Si osserva che anche in ascolto lo studente ha alcune possibilità di contestualizzazione: i toni della voce per esempio, la concitatezza ecc. ci indicano se il dialogo è un a chiacchierata o una lite. Ma comunque, siamo d’accordo che manca un elemento sostanziale: il video. Il video informa, il semplice vedere le persone, il loro atteggiamento ci aiuta a contestualizzare. Christopher Humphris precisa però che l’insegnante è un lettore come gli altri e più che il video non può fornire informazioni in fatto di contesto senza rischiare di imporre la propria ‘lettura’ del testo. È lo studente che, vedendo, decodifica le informazioni e prende ciò che lui decide di prendere. Per cercare però, in mancanza del video, di arrivare ad una possibile parità tra attività di lettura e ascolto l’insegnante può scegliere di fare ascoltare più volte di quante non faccia leggere. Nella lezione dimostrativa la lettura è stata preceduta da tre informazioni: il nome del libro dal quale era tratto il brano, la casa editrice e la data di pubblicazione.
Un partecipante interviene su un aspetto che sottende a tutti i vari punti discussi. Parla di una sfida intellettuale per lo studente ed accerchiare il non capito. Tutte le attività di cui abbiamo parlato, mettendo in gioco le capacità dello studente, tendono allo stesso obiettivo: erodere quello che non si sa. In questo l’ascolto autentico e la lettura autentica sono identici: erodere il non capito partendo da quel poco che si è capito allargandone la base.

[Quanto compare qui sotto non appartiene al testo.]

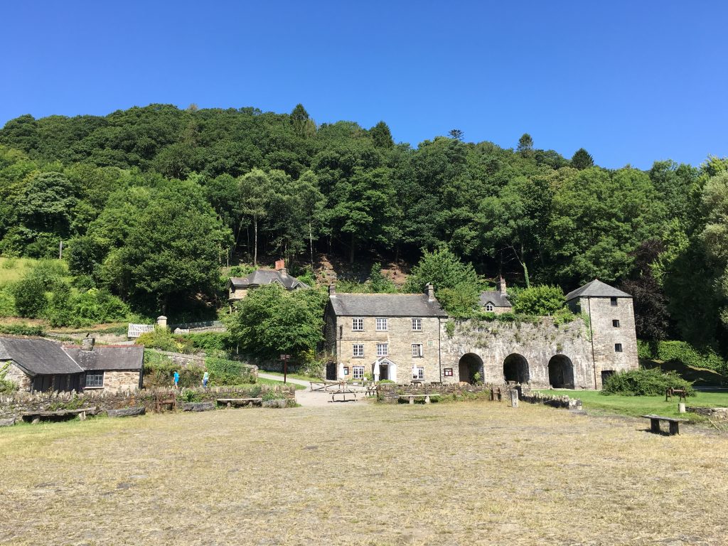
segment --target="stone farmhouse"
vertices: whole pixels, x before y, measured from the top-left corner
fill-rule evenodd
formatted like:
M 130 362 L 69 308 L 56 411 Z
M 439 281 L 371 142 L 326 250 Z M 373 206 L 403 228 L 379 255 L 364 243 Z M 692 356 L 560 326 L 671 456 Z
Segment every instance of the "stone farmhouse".
M 310 288 L 305 282 L 288 274 L 285 261 L 278 260 L 275 269 L 256 269 L 245 277 L 231 277 L 228 281 L 228 303 L 232 311 L 233 304 L 246 296 L 250 290 L 259 286 L 277 283 L 288 290 Z
M 0 374 L 21 391 L 132 390 L 141 387 L 144 348 L 62 346 L 42 338 L 0 337 Z
M 481 296 L 495 313 L 510 306 L 501 286 Z M 332 285 L 325 344 L 336 361 L 327 379 L 472 383 L 478 374 L 493 384 L 601 389 L 609 374 L 638 367 L 630 295 L 595 280 L 569 293 L 566 304 L 580 314 L 567 324 L 549 317 L 458 320 L 442 309 L 431 285 L 424 294 L 337 293 Z

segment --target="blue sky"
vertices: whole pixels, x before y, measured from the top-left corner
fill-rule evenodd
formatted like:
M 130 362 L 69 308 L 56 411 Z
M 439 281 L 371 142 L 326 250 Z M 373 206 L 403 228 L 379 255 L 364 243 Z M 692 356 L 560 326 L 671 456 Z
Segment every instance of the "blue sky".
M 728 3 L 506 4 L 7 2 L 0 124 L 300 102 L 413 146 L 456 127 L 608 167 L 728 155 Z

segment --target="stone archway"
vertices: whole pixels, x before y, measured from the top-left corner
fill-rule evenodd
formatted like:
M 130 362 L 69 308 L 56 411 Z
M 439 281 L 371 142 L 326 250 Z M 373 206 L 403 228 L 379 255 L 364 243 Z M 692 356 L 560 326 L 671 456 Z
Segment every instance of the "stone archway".
M 529 380 L 529 361 L 526 357 L 513 352 L 503 360 L 503 379 L 506 383 L 528 383 Z
M 474 352 L 467 352 L 460 357 L 458 363 L 460 381 L 471 384 L 475 382 L 475 373 L 480 374 L 483 381 L 483 359 Z
M 564 355 L 555 355 L 548 361 L 548 382 L 554 389 L 573 389 L 574 364 Z

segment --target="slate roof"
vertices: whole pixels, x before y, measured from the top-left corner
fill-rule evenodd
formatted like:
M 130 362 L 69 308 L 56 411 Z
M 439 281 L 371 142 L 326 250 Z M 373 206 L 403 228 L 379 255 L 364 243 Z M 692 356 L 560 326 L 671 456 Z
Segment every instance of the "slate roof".
M 496 307 L 511 307 L 508 296 L 503 296 L 498 290 L 486 290 L 480 293 L 480 306 L 486 306 L 488 301 Z
M 95 345 L 90 351 L 73 345 L 63 350 L 84 370 L 138 371 L 144 359 L 144 347 L 141 345 Z
M 295 277 L 286 275 L 284 277 L 280 271 L 272 269 L 258 269 L 245 277 L 231 277 L 230 284 L 236 288 L 247 288 L 250 286 L 263 286 L 269 285 L 271 282 L 278 282 L 282 285 L 287 290 L 294 288 L 310 288 L 305 282 L 303 282 Z
M 437 300 L 427 294 L 347 294 L 329 297 L 339 317 L 447 317 Z
M 614 286 L 609 286 L 598 279 L 587 282 L 584 286 L 571 290 L 566 294 L 566 301 L 580 297 L 585 298 L 631 298 L 626 292 L 617 290 Z
M 32 376 L 80 373 L 60 345 L 41 338 L 0 337 L 0 360 L 12 360 Z

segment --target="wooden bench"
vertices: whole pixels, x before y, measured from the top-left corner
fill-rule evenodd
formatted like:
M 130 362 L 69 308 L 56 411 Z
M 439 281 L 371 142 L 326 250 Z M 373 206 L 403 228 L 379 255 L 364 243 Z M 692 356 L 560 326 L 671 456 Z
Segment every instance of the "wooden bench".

La motivazione sta nel fare questo lavoro, non nel sapere quale sia realmente il contenuto. Generalmente gli studenti non hanno problemi per il fatto di non capire. Lo accettano come naturale perché accolgono l’offerta del gioco intellettuale. Possono anche guardare il testo della lettura ma non è più divertente. Una volta che lo studente non è minacciato, come a scuola, dallo spettro della valutazione, accetta senza problemi le istruzioni dell’insegnante.